Но горе! В сумерки, в воде твоей глубокой
Постигла я тщету своей нагой мечты.[8]
Двойственность зеркал, темные воды бассейнов, листы, опадающие на поверхность вод, усталость от снов, сумерки над лесными водоемами, «тщета нагой мечты» – эти образы повторяются и текут в юношеской поэзии Ренье.
«Я смотрел, как в воду бассейна падали листья один за другим. Не было ли ошибкой, что в моей жизни я имел занятие иное, чем этот грустный счет часов, лист за листом, над грустными и чуткими водами. Все чаще падают листья. По два сразу. Слабый ветер, поднявшись, осторожно качает – прежде чем уронить – их, усталые, напрасные. Те, что падают в бассейн, сперва плавают по поверхности, потом набухают, тяжелеют и тонут наполовину. Вчерашние погрузились уже, другие еще бродят по поверхности. Сквозь прозрачность холодной воды, ясной до самого дна, исчервленного бронзой, видны целые кучи их – потонувших… Лампа горит в углу большой залы, и я стою, лицом прижавшись к окну. Я уже не вижу, как падают листья, но чувствую, как внутри меня самого что-то обрывается и медленно падает. Мне кажется, что в молчании я слышу падение моих мыслей. Они падают с очень большой высоты, одна за другой, медленно осыпаясь, и я принимаю их всем прошлым, что живет во мне. Мертвенное и легкое их ниспадение не тяжелит отшедшими порывами жизни. Гордость осыпается, лепестки славы облетают».[9] (Manuscrit trouve dans une armoire) [Рукопись, найденная в шкафу].
Все юношеские поэмы Ренье отличаются этой вечерней меланхолией усталой и безнадежной.
Нет у меня ничего,
Кроме трех золотых листьев и посоха
Из ясеня,
Да немного земли на подошвах ног,
Да немного вечера в моих волосах,
Да бликов моря в зрачках…
Потому что я долго шел по дорогам
Лесным и прибрежным,
И срезал ветвь ясеня,
И у спящей осени взял мимоходом
Три золотых листа…
Прими их. Они желты и нежны
И пронизаны
Алыми жилками.
В них запах славы и смерти.
Они трепетали под темным ветром судьбы.
Подержи их немного в своих нежных руках:
Они так легки, и помяни
Того, кто постучался в твою дверь вечером,
Того, кто сидел молча,
Того, кто уходя унес
Свой черный посох
И оставил тебе эти золотые листья
Цвета смерти и солнца…
Разожми руку, прикрой за собою дверь,
И пусть ветер подхватит их
И унесет…[10]
Все проходит, и в пожелтевших уборах пышной осени поэт чует «запах Славы и Смерти». И ту, которую он любит, он может попросить только о том, чтобы она подержала в руках «три золотых листа цвета Смерти и Солнца» и отпустила их по воле ветра.
Эта грусть характерна для юношеской поэзии Анри де Ренье.
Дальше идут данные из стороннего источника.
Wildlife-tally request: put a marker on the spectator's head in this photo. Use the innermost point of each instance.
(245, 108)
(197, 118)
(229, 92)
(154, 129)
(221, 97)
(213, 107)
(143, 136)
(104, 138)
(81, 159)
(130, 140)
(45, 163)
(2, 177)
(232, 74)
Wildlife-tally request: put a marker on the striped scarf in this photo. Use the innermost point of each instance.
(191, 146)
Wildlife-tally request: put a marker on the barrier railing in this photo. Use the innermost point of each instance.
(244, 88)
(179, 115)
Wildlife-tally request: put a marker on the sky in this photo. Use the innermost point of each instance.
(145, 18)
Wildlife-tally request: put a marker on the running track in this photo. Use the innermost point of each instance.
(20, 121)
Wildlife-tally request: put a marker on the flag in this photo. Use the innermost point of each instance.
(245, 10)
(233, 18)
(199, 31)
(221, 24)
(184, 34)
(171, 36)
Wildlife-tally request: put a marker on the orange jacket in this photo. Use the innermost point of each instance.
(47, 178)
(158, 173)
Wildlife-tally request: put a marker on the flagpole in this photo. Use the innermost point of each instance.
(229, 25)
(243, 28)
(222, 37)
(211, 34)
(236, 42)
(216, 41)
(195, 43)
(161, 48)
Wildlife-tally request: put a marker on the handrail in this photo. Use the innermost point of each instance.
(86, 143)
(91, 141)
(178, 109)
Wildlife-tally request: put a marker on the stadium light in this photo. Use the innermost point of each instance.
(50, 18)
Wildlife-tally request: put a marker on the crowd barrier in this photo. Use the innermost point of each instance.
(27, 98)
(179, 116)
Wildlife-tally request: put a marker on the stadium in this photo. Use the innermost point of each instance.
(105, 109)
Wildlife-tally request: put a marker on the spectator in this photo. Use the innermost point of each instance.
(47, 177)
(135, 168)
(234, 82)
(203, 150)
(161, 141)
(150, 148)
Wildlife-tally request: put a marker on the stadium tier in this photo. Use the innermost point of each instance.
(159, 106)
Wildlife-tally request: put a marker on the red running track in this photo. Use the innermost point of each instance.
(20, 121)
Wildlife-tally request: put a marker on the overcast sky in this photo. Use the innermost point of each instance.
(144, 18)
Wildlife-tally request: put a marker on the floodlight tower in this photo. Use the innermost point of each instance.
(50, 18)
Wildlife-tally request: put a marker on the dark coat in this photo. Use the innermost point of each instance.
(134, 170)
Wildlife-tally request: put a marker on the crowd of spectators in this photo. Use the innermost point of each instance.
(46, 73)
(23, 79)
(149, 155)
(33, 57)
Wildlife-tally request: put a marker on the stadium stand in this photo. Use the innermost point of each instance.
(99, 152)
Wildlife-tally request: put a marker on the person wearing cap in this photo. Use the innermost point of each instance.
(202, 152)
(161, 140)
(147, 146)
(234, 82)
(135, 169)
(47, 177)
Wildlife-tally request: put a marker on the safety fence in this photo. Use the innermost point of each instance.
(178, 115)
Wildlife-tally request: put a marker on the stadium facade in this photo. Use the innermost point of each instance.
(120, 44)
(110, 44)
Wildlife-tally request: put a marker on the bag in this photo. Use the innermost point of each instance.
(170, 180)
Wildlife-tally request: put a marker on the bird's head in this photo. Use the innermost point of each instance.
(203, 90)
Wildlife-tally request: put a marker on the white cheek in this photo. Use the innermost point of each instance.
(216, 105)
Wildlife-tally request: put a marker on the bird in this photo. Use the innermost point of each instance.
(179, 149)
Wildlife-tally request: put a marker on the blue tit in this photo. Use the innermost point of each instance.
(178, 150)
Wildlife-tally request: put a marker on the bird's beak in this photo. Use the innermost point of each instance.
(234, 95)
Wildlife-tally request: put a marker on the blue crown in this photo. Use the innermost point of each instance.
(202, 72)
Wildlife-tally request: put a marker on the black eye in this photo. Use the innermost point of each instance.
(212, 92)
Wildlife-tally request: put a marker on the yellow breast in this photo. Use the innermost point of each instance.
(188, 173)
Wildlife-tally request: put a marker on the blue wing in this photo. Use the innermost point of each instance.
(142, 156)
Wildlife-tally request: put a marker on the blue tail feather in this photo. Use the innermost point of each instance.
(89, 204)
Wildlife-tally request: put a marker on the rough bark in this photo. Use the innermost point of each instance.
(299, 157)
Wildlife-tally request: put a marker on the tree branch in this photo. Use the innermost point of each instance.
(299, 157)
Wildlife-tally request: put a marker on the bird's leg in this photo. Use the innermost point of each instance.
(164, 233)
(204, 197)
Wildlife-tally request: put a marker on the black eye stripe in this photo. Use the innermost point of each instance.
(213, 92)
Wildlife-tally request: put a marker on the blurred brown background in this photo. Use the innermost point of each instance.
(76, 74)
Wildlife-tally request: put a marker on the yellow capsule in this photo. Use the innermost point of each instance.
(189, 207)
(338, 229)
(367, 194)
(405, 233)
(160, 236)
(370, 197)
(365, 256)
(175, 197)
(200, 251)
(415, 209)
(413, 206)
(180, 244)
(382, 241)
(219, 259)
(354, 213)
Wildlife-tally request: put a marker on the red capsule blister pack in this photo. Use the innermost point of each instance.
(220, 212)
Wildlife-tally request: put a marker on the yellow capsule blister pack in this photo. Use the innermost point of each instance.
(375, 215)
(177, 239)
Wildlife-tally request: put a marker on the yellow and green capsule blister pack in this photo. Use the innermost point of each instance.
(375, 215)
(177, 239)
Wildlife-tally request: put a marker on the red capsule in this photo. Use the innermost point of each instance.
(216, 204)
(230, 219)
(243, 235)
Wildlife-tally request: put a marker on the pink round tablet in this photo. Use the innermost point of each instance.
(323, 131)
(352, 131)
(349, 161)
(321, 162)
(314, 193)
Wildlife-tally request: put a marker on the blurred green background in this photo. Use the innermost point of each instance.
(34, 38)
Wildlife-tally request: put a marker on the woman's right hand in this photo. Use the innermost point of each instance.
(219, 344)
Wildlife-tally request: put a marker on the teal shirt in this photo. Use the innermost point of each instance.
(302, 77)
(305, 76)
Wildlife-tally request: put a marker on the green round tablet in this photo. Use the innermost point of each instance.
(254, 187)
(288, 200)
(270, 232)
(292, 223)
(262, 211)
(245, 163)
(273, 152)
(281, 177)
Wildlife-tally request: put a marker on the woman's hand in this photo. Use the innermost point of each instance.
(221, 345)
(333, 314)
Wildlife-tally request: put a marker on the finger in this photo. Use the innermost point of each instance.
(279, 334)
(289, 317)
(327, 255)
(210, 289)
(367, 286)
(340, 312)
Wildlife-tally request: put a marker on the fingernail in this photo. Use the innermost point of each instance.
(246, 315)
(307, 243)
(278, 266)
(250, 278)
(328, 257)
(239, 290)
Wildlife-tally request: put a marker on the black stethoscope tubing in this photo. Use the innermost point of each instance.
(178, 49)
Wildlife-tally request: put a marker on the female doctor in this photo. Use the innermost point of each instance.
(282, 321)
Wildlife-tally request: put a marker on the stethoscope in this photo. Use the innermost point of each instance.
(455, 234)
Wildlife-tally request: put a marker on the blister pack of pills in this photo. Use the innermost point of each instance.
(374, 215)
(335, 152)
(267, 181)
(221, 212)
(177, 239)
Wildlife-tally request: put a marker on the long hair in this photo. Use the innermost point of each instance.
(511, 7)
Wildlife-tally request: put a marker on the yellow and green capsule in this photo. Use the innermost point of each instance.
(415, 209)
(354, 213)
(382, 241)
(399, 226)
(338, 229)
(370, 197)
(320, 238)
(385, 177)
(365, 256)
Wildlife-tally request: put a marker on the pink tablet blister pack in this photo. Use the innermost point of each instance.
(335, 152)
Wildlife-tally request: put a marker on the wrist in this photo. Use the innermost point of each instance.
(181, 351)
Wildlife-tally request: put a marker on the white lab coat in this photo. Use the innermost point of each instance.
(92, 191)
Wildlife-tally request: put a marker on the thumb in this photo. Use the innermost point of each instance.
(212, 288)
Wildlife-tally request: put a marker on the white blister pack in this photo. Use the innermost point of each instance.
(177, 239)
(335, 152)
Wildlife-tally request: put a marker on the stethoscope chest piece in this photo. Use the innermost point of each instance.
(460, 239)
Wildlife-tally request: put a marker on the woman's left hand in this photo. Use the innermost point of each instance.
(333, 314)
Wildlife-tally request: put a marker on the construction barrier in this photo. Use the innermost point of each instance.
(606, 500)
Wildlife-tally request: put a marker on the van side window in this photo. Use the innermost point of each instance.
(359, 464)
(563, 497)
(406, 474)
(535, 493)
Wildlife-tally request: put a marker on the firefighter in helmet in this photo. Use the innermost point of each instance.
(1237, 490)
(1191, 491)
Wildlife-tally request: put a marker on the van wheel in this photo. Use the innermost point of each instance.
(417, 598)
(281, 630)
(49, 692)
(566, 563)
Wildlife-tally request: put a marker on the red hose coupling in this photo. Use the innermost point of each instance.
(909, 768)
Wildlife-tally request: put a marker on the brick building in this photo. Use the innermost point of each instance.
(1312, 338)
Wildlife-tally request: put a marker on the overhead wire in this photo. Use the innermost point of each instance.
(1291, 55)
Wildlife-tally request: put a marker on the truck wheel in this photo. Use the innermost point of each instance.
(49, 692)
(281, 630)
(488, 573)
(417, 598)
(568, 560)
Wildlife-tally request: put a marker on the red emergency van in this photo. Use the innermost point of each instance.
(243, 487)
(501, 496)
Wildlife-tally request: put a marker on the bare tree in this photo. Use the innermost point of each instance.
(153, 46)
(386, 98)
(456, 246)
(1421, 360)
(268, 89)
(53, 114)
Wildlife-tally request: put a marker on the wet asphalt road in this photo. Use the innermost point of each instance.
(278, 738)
В эти годы он видел грустную девушку в барке, на темной реке, в вечерних сумерках. Он ее звал призывным и сладким именем Эвридики. Какие-то древние печали жили в глубине ее снов. Она сидела в лодке и плакала. А напротив сидел павлин, своим ослепительным хвостом наполняя всю ладью. Незапамятная грусть темнила ее глаза, и она говорила голосом древним и истинным, голосом столь тихим, точно он доносился с другого берега реки, с другого берега Судьбы.